Chambers CT, Taddio A, Uman LS et al. Psychological interventions for reducing pain and distress during routine childhood immunization: a systematic review. Clin Ther 2009 ; 31 Suppl B : S77-S103.

Depuis 2009, de nouvelles études sont parues. C’est la distraction qui l’emporte dès que l’enfant y est accessible ; le sucre très efficace chez le nouveau-né, a un effet jusque vers 6-8 mois, mais cela dépend des études, une étude a montré que piquer en faisant tousser très fort n’est pas efficace ; une équipe utilise un jouet froid qui vibre juste au-dessus du point d’injection tout en faisant regarder des cartes où l’enfant doit chercher quelque chose (cf.
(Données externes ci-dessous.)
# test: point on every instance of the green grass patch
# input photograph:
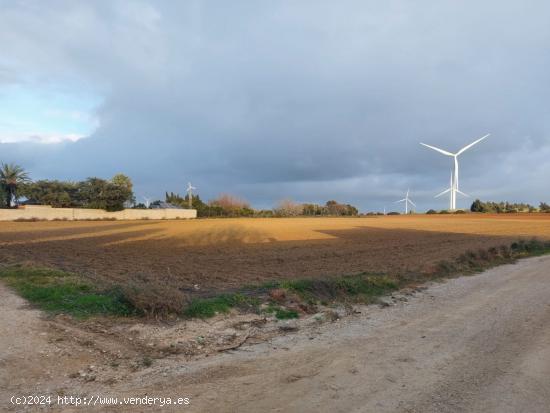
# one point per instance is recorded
(61, 292)
(209, 307)
(359, 287)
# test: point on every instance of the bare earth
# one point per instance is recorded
(471, 344)
(229, 253)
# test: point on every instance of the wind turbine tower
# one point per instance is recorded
(454, 176)
(147, 201)
(190, 189)
(450, 191)
(407, 201)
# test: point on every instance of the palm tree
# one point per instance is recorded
(11, 177)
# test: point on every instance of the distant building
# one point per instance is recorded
(164, 205)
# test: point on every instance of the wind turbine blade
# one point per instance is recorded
(472, 144)
(442, 193)
(437, 149)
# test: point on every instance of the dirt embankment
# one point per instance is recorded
(471, 344)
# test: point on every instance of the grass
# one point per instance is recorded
(209, 307)
(61, 292)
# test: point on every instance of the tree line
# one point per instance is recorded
(96, 193)
(232, 206)
(507, 207)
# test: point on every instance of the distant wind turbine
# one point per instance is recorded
(407, 201)
(450, 191)
(190, 189)
(454, 176)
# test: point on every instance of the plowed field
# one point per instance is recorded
(226, 253)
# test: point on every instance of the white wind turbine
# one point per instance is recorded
(407, 202)
(454, 184)
(450, 190)
(190, 189)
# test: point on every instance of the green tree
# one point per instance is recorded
(12, 177)
(101, 194)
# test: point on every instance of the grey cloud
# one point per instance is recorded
(307, 100)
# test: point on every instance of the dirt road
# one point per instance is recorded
(472, 344)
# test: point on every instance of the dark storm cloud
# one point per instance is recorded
(309, 100)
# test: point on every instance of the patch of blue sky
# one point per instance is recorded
(46, 114)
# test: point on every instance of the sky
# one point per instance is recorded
(307, 100)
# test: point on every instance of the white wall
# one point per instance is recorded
(44, 212)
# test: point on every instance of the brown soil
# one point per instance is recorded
(225, 253)
(472, 344)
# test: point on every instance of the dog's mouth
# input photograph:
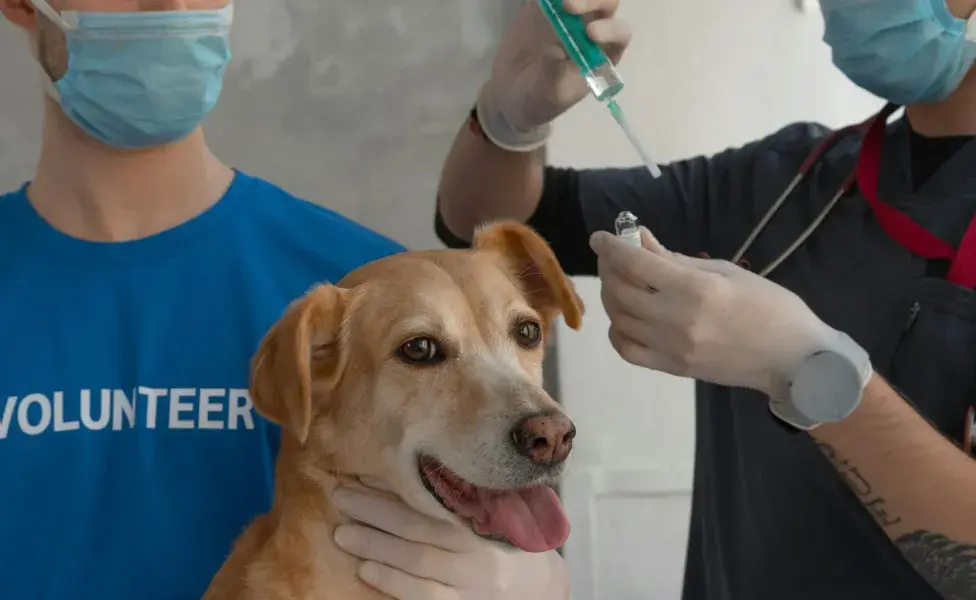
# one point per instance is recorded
(529, 518)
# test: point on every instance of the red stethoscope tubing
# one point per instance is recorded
(896, 224)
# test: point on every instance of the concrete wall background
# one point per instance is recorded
(349, 104)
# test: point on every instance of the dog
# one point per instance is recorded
(422, 370)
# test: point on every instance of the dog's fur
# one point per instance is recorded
(329, 373)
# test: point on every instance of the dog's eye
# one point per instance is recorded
(421, 351)
(528, 334)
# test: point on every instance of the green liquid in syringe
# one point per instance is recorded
(597, 69)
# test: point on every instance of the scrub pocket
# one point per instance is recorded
(932, 350)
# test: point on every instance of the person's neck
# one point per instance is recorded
(90, 191)
(954, 116)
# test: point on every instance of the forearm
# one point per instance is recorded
(917, 485)
(482, 182)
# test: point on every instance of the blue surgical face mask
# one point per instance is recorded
(141, 79)
(904, 51)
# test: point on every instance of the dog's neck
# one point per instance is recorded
(304, 522)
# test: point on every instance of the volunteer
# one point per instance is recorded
(872, 506)
(137, 275)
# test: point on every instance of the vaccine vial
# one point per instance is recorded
(627, 228)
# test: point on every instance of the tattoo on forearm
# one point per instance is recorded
(948, 566)
(860, 486)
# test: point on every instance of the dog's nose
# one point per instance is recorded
(544, 438)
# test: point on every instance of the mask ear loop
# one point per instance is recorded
(54, 16)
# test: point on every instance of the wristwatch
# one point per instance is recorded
(825, 387)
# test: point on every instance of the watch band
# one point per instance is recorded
(826, 387)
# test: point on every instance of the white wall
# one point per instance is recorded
(701, 75)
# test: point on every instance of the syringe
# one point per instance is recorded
(598, 71)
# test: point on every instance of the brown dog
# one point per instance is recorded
(423, 370)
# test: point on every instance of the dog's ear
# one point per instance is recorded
(300, 356)
(531, 260)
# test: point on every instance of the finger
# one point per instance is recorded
(598, 8)
(640, 355)
(649, 242)
(710, 265)
(613, 35)
(395, 517)
(621, 296)
(415, 559)
(403, 586)
(640, 266)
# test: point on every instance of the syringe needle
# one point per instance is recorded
(618, 116)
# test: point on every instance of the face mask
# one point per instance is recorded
(141, 79)
(904, 51)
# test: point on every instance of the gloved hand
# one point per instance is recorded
(533, 80)
(410, 556)
(702, 318)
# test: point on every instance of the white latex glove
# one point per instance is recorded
(533, 80)
(410, 556)
(708, 319)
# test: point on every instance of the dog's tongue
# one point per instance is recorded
(530, 518)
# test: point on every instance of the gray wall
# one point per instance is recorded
(352, 104)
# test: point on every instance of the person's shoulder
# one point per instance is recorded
(791, 143)
(312, 227)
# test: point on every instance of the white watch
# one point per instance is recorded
(826, 387)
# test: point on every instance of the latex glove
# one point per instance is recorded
(708, 319)
(410, 556)
(533, 80)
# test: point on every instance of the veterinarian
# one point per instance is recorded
(138, 273)
(877, 505)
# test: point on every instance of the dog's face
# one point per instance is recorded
(424, 369)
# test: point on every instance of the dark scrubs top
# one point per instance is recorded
(771, 518)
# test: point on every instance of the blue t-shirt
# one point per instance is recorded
(130, 454)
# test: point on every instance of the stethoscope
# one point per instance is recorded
(809, 163)
(899, 226)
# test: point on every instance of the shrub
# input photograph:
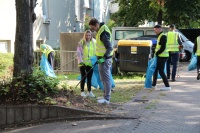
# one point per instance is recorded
(6, 65)
(28, 88)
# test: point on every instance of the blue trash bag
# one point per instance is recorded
(96, 72)
(94, 82)
(46, 67)
(152, 64)
(193, 63)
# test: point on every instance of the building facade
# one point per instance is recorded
(53, 18)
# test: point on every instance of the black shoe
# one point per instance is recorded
(173, 80)
(198, 76)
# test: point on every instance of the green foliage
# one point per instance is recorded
(6, 65)
(28, 88)
(86, 23)
(135, 12)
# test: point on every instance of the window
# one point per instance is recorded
(119, 35)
Buzzy) ; récemment une étude a montré que pour l’injection néonatale contre l’hépatite, le réchauffement de la jambe sous une lampe diminue les signes de douleur.
Le succès vient en général de l’association de différentes techniques, avec souvent des méthodologies originales, inventives.

Le problème non résolu concerne le Prevenar®, et le vaccin anti-hépatite à un moindre degré.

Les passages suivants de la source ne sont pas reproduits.